Choose the best hour

The hour before sunrise and after sunset is often termed the “golden hour” of landscape photography because light quality is at its peak.

The light is warm and it touches the surroundings at a lower and better angle. There are soft shadows that add colour, and make compelling photography.

Just because the light quality is best at this time doesn’t mean you can’t shoot in the middle of the day. If photographers are looking for contrast or black and white photos, they prefer the middle of the day when the sun is high as it causes things to be brightly lit and dark shadows.

Expect to go empty handed

The whole process of landscape photography entails a lot of waiting and trying. There will be times when you will wait the whole day but not get a single photo. Weather keeps changing, what was beautiful then may not be beautiful now. You have to wait and keep trying till you get the perfect shot. Because when you get the perfect shot, your wait will be worth it.

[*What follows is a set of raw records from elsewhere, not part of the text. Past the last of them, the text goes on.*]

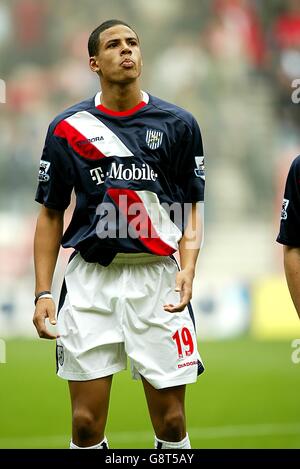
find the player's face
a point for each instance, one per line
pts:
(119, 59)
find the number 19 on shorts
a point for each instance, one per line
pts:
(184, 341)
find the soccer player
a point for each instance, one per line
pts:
(289, 234)
(129, 157)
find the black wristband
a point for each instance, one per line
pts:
(40, 294)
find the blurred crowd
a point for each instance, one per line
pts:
(230, 62)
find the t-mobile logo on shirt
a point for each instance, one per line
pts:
(118, 171)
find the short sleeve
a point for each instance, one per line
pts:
(289, 233)
(56, 175)
(191, 171)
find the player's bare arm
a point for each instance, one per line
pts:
(47, 241)
(292, 272)
(189, 248)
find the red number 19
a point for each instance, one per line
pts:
(186, 339)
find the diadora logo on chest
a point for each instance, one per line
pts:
(121, 173)
(90, 140)
(154, 138)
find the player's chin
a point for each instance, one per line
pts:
(128, 78)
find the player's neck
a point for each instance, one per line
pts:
(121, 98)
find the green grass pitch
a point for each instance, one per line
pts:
(248, 397)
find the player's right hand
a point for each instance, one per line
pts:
(45, 308)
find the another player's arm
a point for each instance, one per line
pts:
(292, 272)
(47, 239)
(189, 248)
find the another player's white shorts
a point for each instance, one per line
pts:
(109, 313)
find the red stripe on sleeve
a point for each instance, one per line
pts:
(78, 141)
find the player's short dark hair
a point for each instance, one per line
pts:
(94, 39)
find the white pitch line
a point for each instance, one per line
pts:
(204, 433)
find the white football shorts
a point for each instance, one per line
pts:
(110, 313)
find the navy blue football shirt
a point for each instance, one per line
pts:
(131, 171)
(289, 233)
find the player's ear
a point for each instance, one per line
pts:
(94, 64)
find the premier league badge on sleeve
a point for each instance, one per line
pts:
(44, 168)
(199, 171)
(285, 204)
(60, 354)
(154, 138)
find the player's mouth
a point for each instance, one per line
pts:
(127, 63)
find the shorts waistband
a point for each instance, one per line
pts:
(137, 258)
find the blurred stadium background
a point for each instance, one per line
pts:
(231, 63)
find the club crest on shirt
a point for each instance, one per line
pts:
(44, 168)
(285, 204)
(60, 354)
(154, 138)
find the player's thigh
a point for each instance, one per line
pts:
(91, 396)
(164, 401)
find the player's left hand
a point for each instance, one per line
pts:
(184, 283)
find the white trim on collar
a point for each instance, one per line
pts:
(145, 98)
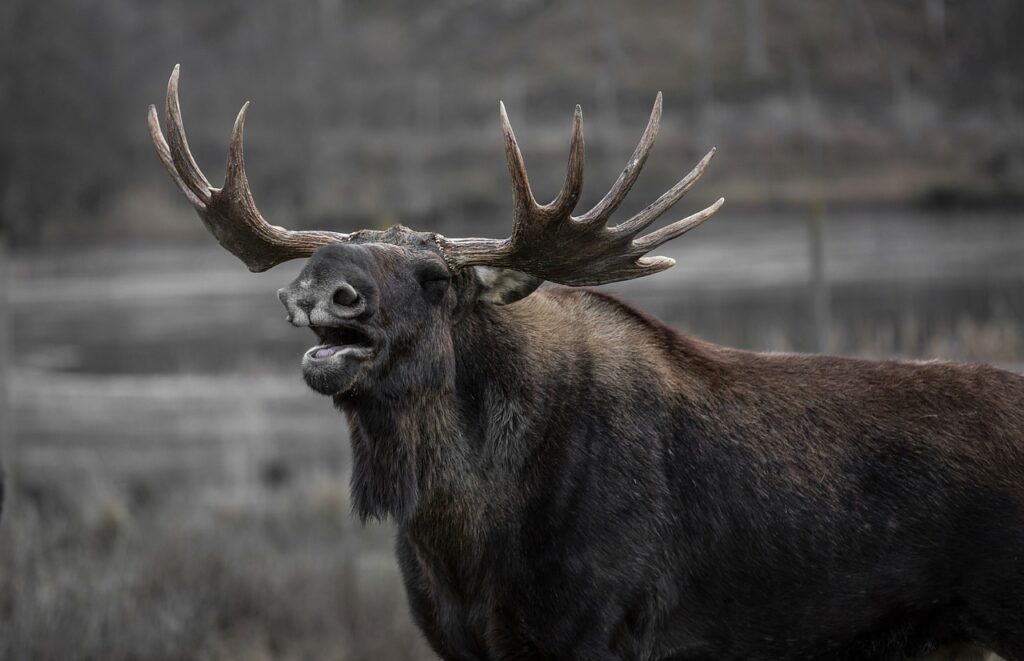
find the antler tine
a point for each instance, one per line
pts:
(183, 161)
(522, 196)
(550, 244)
(611, 201)
(228, 213)
(676, 229)
(655, 209)
(569, 194)
(164, 152)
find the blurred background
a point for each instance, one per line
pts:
(176, 491)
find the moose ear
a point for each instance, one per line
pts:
(504, 285)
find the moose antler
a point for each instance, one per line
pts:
(229, 212)
(549, 243)
(547, 240)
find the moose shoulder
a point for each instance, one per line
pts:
(572, 479)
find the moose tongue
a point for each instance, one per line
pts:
(325, 352)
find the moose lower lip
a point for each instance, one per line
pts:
(326, 352)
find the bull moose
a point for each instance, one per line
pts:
(571, 479)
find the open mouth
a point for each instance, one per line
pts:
(339, 342)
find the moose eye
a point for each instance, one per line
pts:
(434, 279)
(345, 295)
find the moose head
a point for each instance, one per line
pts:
(382, 303)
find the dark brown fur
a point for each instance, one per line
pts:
(572, 479)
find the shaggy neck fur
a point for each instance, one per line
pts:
(429, 446)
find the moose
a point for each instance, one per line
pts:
(570, 478)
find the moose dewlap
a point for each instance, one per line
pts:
(572, 479)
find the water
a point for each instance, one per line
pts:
(173, 360)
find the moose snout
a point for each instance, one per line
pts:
(322, 304)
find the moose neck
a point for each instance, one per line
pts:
(428, 450)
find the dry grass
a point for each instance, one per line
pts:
(85, 574)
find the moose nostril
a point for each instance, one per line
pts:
(345, 295)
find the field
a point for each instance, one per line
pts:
(179, 492)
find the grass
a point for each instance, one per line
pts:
(283, 574)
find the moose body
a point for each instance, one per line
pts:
(594, 485)
(571, 479)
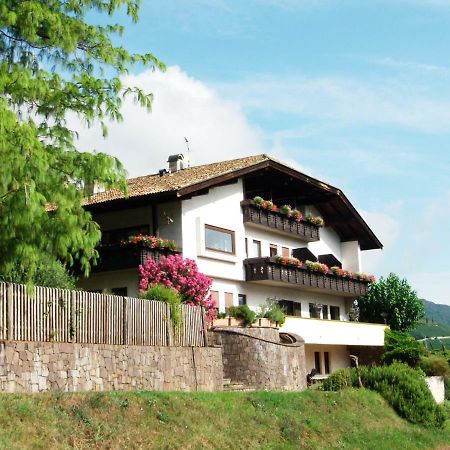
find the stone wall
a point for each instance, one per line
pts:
(44, 366)
(256, 358)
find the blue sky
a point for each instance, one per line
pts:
(356, 93)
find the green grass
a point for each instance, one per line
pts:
(424, 330)
(267, 420)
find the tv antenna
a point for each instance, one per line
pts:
(188, 151)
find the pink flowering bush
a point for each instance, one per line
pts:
(181, 274)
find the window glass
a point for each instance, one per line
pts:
(326, 357)
(334, 313)
(256, 248)
(317, 362)
(242, 299)
(219, 239)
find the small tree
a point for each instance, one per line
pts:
(181, 274)
(393, 300)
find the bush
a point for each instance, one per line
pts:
(272, 310)
(49, 273)
(340, 379)
(434, 365)
(402, 347)
(171, 297)
(181, 274)
(401, 386)
(242, 312)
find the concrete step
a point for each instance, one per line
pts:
(238, 387)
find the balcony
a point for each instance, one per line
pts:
(120, 257)
(335, 332)
(276, 221)
(268, 271)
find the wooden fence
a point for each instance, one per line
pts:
(60, 315)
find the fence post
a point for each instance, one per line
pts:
(9, 306)
(170, 330)
(124, 321)
(73, 317)
(204, 331)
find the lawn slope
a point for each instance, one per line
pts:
(312, 419)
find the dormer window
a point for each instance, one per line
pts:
(219, 239)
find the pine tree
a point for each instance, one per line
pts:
(53, 63)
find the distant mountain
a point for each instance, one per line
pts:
(435, 312)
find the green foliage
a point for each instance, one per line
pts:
(427, 330)
(49, 273)
(436, 312)
(435, 365)
(400, 385)
(402, 347)
(170, 296)
(272, 310)
(393, 298)
(405, 389)
(55, 64)
(242, 312)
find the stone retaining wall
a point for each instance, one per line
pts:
(45, 366)
(256, 358)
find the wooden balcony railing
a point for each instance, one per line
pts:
(267, 269)
(278, 221)
(120, 257)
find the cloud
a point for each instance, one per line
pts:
(217, 128)
(345, 101)
(387, 228)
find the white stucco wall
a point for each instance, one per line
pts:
(317, 331)
(124, 218)
(351, 256)
(220, 207)
(338, 357)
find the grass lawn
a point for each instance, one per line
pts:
(272, 420)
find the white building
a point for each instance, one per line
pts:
(208, 211)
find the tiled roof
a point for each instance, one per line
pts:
(156, 184)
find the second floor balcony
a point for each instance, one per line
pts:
(267, 270)
(278, 222)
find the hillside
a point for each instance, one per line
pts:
(437, 312)
(270, 420)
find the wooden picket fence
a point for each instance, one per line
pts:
(60, 315)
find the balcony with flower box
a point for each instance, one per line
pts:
(269, 270)
(260, 217)
(133, 252)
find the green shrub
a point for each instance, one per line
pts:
(242, 312)
(272, 310)
(401, 386)
(340, 379)
(402, 347)
(434, 365)
(171, 297)
(49, 273)
(405, 389)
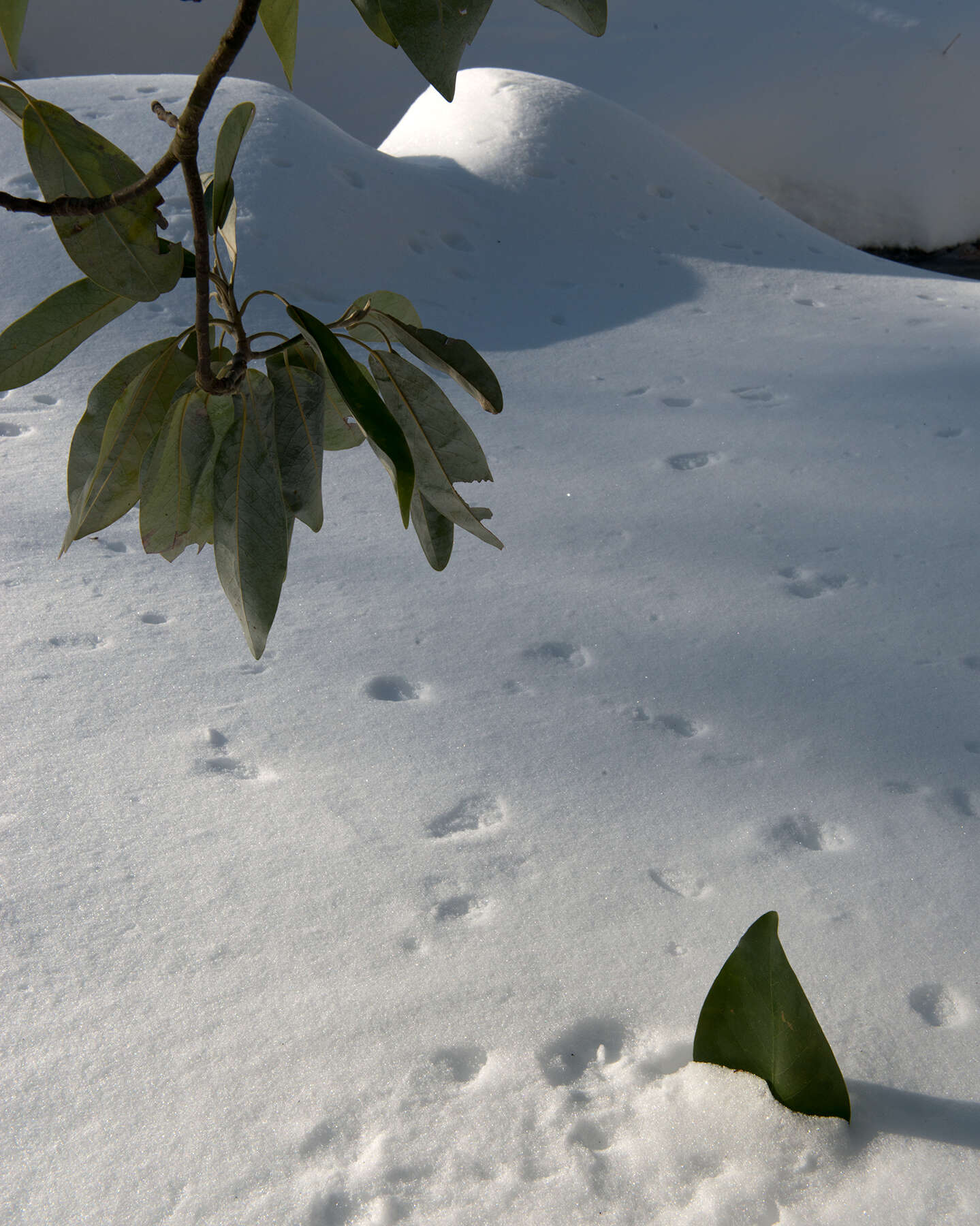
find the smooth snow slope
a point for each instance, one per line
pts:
(411, 921)
(856, 116)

Don’t forget the essentials

Landscape photography is basically outdoor photography usually in remote locations. So you need to get other things along with camera equipment like torches at night, maps in case GPS doesn’t work, mosquito repellent, sunscreen and food as well as drinks. It is always better to come prepared.

Choose the right lens

Landscape photographs are composed at wide-angle lengths, such as 24mm or wider to capture as much of a scene as possible.

Sharpness is the primary quality in a landscape photography so you don’t necessarily need the lowest maximum aperture.

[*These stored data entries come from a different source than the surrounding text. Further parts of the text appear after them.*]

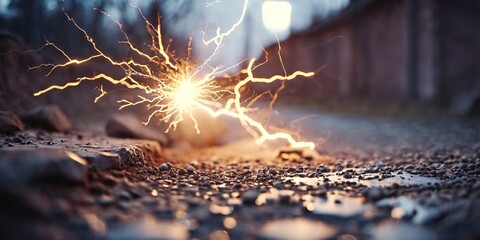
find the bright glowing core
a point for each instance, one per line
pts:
(276, 15)
(186, 95)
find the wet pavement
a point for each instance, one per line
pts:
(372, 178)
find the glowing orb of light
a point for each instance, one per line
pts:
(276, 15)
(186, 95)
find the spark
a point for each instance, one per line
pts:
(174, 88)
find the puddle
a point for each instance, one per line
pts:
(296, 228)
(369, 179)
(400, 231)
(274, 196)
(335, 204)
(404, 207)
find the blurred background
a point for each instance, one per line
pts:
(384, 54)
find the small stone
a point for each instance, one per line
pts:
(10, 123)
(165, 166)
(190, 169)
(322, 169)
(136, 193)
(50, 118)
(250, 196)
(289, 229)
(373, 193)
(124, 195)
(278, 185)
(181, 171)
(105, 201)
(148, 228)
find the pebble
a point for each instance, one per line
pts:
(250, 196)
(182, 171)
(278, 185)
(190, 169)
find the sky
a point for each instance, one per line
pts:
(248, 40)
(252, 35)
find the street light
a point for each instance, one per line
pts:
(276, 15)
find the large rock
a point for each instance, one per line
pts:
(10, 123)
(102, 160)
(128, 126)
(50, 118)
(49, 165)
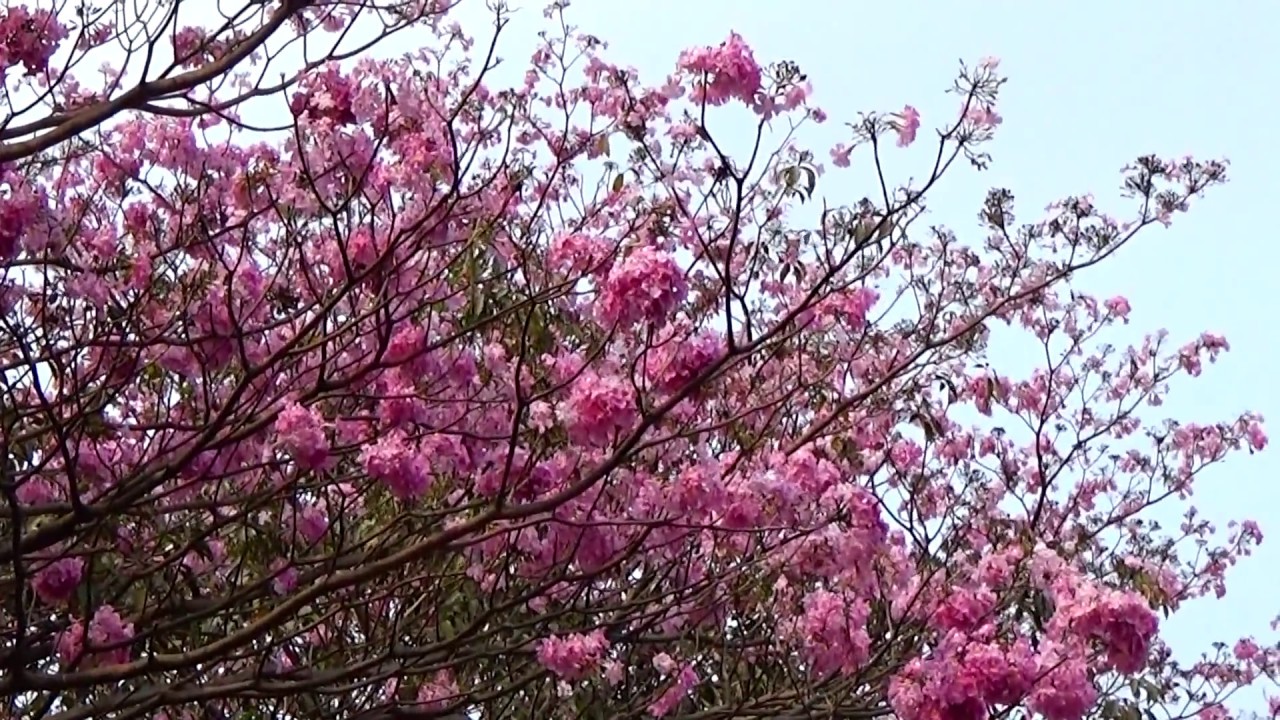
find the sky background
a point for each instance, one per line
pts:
(1092, 86)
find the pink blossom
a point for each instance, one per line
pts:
(840, 155)
(572, 656)
(908, 126)
(645, 286)
(722, 73)
(56, 582)
(106, 641)
(598, 406)
(300, 431)
(398, 465)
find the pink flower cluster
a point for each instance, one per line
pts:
(28, 37)
(722, 73)
(572, 656)
(106, 641)
(598, 406)
(647, 286)
(300, 431)
(56, 582)
(398, 465)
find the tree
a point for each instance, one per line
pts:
(178, 59)
(536, 402)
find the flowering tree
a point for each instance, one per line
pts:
(172, 58)
(535, 402)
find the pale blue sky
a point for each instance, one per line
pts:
(1092, 86)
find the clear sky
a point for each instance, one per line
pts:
(1092, 86)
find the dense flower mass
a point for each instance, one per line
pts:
(533, 400)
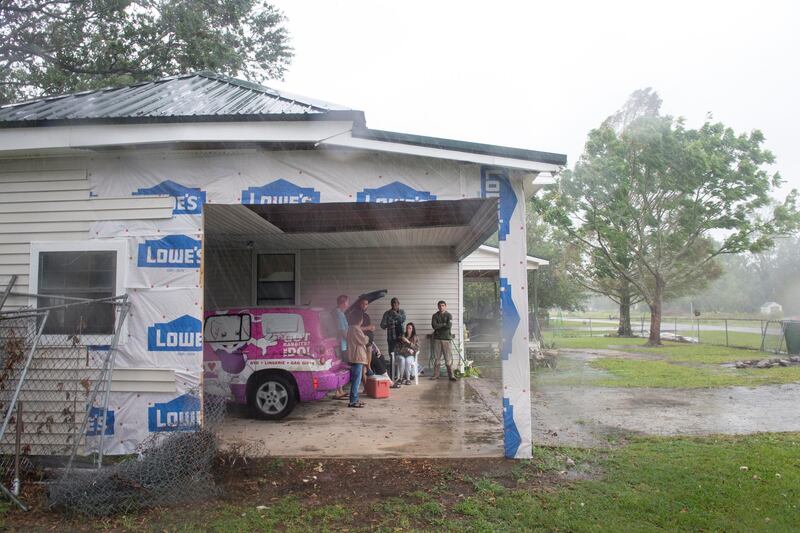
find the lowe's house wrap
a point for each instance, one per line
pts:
(218, 195)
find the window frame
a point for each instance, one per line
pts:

In landscape photography, prime lenses are preferred because their construction is solid and has less moving parts.

Choose the maximum depth of field.

To ensure that much of the scene is in focus, you need to maximize your depth of field. Choose a small Aperture setting (a large number) because the smaller the aperture, the
greater is the depth of field.

But you have to increase your ISO or lengthen your shutter speed because with small
apertures, less light enters your image sensor.

Choose RAW

In the RAW format, the image is saved in an uncompressed file type that maintains the data as it is recorded on the sensor of the camera. This way you can later adjust the image as well as its exposure, shadows and highlights with more leeway in post-processing, as it captures the full dynamic range.

The drawback is that this increases the file sizes but in this age of multi-terabyte storage devices, it shouldn’t be a problem.

Choose to use tripod stand
It is essential to use a tripod stand because of wind and other unfavourable conditions to stabilize the camera and give it solid support. You can even hang weight from the centre column to stabilize the camera. A tripod stand also counteracts slow shutter speed. Go for the sturdier tripod stand.

Bracket your shots

It means to take multiple shots of the same scene or frame so that you get the right exposure.

They are shot in groups of 3 or 5 and it is separated by one stop of exposure. You shoot a scene at normal exposure, with balanced shadows and highlights and even light. After that you shoot one at one stop lower and one at a stop higher exposure. Now you have 3 images with different exposures. You can try out with more exposures.

Choose to use Histogram
A Histogram is a representation of the brightness levels of all pixels in your image and shows the tonal ranges throughout the image.

It gives you a better and comprehensive understanding of how the light is hitting the camera sensor.

Choose a beautiful foreground

For a unique and beautiful picture, you need an interesting foreground. Add a second subject in the foreground, whether it be a row of contrasting flowers or a river or stream to layer your image. This will help to set your photo apart.


Landscape photography is by the travel-lovers and for the travel-lovers. It helps to boost tourism and enhances the natural beauty of places. It also exposes nature’s wonders in front of us. It makes us fall in love with nature and to do it correctly is to pay tribute to nature.